La 24 Ore non è andata nel migliore dei modi per Peugeot,
ma Le Mans è una sfida complicatissima,
per tutti… a partire dalla nostra 308 SW Hybrid

Non è mancato molto a Peugeot per portare a casa un bel risultato alla 24 Ore di Le Mans 2023.
Nell’edizione del centenario (e del trentennale della vittoria del 1993) le 9X8 della Casa del Leone hanno lottato per il podio e legittimamente mantenuto il comando per ampi tratti, prima che Gustavo Menezes finisse nelle barriere. Da lì, tutto si è complicato, tra problemi tecnici che purtroppo alla 24 ore sono ricorrenti. Alla fine, entrambe le vetture sono riuscite nell’impresa di completare la corsa ma lontane dal podio.

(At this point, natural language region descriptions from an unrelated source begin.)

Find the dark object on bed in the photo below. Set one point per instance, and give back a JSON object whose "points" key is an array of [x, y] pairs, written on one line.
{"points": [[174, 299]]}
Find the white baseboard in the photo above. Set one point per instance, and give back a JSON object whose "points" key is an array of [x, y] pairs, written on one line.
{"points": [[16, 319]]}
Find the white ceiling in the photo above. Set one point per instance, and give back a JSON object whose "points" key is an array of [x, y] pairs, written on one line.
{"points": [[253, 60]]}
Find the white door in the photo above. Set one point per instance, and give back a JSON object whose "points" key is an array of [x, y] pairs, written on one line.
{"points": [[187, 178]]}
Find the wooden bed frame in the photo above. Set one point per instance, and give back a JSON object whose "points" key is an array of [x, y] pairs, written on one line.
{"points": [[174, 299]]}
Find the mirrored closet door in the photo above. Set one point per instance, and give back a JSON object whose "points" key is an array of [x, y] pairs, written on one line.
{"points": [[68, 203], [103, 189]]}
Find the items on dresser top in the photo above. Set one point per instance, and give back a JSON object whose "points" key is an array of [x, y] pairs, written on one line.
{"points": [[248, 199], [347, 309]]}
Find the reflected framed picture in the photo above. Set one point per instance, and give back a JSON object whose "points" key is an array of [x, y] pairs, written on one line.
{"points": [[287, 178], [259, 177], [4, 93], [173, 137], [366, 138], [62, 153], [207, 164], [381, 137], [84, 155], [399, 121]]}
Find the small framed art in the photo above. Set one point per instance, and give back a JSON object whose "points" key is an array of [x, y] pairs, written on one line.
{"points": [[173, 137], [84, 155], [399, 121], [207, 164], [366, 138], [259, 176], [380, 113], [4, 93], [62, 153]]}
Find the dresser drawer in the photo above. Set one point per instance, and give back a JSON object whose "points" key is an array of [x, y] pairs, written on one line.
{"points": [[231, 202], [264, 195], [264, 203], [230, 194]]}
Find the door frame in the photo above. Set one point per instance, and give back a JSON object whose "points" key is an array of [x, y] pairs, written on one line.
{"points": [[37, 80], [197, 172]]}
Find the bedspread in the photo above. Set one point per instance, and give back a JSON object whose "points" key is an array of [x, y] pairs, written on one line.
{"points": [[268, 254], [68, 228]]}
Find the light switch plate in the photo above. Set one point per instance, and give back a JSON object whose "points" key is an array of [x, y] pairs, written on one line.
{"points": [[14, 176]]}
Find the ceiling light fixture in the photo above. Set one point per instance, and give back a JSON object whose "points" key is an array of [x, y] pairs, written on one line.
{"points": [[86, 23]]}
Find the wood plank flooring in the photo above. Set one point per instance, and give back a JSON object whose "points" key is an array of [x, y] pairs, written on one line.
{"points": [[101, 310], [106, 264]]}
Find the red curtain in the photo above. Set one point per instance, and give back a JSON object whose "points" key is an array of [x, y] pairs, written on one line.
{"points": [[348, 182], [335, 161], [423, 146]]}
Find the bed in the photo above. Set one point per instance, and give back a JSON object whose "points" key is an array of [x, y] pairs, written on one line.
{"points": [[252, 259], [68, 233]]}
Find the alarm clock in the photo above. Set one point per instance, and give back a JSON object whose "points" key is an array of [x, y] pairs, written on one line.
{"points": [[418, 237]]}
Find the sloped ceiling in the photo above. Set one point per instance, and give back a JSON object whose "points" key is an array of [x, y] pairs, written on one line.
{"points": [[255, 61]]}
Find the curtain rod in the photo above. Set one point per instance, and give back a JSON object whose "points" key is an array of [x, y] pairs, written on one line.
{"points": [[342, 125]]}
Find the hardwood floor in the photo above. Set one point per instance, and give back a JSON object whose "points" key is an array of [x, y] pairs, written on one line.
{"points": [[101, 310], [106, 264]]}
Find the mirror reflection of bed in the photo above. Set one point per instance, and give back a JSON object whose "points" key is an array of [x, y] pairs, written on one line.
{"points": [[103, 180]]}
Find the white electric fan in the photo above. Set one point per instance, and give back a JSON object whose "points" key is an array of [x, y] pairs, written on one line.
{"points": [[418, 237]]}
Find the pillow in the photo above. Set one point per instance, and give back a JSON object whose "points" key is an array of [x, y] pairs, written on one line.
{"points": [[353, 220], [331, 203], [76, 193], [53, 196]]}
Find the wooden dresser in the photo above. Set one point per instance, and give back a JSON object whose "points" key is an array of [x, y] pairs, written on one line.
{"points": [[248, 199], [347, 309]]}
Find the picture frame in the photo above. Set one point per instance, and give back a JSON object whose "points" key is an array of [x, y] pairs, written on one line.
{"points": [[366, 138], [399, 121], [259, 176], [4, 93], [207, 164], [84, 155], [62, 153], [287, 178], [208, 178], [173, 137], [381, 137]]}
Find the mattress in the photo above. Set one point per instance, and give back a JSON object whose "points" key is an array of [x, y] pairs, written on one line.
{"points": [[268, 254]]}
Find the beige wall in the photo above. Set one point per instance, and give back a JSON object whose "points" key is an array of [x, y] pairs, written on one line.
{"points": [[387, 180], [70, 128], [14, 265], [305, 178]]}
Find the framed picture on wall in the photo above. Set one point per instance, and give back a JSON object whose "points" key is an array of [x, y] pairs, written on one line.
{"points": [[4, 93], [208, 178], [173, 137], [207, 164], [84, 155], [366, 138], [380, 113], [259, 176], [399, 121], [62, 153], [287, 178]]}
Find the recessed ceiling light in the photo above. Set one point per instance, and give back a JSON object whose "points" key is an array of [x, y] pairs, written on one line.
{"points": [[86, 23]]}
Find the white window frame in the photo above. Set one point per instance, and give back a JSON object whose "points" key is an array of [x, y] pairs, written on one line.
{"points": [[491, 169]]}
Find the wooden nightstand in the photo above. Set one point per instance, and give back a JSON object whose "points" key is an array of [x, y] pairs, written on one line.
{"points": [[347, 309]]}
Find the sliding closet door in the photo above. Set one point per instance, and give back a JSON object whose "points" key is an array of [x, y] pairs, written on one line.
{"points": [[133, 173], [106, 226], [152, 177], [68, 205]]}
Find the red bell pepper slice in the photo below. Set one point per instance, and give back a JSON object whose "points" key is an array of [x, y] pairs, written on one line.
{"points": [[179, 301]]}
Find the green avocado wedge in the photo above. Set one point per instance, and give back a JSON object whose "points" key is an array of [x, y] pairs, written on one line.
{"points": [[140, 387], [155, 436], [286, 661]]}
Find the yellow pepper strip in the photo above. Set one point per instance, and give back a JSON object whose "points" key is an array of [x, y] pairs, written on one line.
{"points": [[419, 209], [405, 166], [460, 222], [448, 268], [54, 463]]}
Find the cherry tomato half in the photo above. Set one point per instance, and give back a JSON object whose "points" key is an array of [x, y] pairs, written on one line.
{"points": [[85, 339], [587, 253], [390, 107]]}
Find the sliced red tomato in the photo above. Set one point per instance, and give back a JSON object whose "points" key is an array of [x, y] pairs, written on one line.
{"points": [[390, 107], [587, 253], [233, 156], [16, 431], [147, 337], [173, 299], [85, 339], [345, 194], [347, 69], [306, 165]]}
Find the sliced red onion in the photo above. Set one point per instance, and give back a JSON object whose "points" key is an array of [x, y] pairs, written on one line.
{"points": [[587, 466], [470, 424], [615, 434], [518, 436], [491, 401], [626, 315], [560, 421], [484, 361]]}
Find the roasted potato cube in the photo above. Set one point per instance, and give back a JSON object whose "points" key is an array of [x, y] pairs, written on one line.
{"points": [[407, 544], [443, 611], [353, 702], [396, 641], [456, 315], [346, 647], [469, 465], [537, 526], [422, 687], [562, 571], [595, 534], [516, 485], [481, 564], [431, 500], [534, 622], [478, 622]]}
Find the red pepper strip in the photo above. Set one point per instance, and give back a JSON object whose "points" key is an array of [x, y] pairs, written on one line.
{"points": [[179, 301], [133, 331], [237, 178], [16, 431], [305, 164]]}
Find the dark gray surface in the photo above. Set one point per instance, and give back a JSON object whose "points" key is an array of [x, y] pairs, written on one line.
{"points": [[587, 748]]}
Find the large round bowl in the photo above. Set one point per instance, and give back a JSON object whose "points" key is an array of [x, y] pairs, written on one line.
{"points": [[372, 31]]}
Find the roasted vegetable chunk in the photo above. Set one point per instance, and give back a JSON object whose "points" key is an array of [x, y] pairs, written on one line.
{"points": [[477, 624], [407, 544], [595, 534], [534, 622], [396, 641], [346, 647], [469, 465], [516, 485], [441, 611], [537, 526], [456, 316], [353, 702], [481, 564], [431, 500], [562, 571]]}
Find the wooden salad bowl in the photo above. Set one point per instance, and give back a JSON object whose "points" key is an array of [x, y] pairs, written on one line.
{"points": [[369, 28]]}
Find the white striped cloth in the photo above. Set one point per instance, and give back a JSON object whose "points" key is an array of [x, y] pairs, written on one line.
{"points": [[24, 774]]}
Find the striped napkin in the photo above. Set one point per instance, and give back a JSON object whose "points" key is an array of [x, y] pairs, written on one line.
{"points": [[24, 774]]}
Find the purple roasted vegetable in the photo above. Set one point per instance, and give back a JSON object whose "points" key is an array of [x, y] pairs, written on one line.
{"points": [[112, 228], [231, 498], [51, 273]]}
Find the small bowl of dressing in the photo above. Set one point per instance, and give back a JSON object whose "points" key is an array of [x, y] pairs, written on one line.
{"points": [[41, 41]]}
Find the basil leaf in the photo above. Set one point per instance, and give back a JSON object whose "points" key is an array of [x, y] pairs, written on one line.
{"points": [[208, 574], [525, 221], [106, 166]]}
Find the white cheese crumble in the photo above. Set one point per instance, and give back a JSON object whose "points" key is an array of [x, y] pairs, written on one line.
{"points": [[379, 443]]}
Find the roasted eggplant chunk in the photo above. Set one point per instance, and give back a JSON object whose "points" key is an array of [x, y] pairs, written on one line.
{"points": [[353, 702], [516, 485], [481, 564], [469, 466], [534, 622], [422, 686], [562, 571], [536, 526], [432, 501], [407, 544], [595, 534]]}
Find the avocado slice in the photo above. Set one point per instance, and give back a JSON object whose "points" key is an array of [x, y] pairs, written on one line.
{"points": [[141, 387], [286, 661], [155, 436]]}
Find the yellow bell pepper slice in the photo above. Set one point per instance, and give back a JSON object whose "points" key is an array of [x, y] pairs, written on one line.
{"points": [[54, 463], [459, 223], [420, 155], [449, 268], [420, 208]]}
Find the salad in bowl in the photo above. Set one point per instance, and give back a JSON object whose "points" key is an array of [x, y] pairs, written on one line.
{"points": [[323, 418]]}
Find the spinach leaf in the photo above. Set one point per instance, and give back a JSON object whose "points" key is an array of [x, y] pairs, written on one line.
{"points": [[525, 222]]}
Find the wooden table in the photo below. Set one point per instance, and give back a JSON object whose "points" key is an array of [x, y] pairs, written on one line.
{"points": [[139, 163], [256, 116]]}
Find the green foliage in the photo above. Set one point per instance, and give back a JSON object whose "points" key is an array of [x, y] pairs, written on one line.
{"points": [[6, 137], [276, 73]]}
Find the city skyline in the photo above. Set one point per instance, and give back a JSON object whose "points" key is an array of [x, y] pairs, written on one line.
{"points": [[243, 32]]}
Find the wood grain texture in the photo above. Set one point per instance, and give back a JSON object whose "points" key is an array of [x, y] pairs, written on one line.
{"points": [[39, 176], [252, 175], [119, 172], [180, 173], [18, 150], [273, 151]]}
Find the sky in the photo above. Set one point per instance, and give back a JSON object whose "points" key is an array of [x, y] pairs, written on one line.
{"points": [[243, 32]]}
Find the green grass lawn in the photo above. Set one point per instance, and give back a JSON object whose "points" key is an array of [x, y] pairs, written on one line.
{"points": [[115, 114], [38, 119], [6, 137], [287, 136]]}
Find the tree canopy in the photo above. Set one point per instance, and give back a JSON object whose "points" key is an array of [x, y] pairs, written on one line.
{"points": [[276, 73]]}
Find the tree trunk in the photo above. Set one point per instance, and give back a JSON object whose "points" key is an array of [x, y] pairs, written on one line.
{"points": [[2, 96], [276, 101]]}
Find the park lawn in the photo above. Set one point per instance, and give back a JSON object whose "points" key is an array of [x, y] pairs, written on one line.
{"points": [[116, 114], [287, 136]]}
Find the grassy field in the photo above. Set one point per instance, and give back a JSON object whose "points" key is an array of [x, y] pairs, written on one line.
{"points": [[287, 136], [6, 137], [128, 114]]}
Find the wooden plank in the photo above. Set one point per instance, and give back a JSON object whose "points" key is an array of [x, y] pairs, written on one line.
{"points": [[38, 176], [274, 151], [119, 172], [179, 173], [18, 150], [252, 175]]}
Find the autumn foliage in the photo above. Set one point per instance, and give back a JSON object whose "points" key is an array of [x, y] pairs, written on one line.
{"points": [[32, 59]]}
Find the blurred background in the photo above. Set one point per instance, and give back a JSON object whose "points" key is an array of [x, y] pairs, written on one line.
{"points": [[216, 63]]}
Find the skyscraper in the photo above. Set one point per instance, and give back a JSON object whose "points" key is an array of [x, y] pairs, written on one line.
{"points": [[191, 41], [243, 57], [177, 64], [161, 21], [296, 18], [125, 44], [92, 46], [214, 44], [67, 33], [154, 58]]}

Le Mans non è una manifestazione unica e probante solo per le auto che si contendono la vittoria. L’evento inizia oltre una settimana prima, con le verifiche tecniche in Place de la Republique seguite dai test collettivi, ma anche solo arrivare alla Sarthe è impresa tosta.

O si prende l’aereo, ma si deve atterrare a Parigi e fare altre due ore in auto, o si arriva dall’Italia attraverso tanta autostrada, il tunnel del Monte Bianco e le strade statali francesi. Abbiamo viaggiato quasi sempre in modalità ibrida, a “batteria vuota”… a quanto pare in Francia non sono messi tanto meglio con le colonnine di ricarica rispetto all’Italia.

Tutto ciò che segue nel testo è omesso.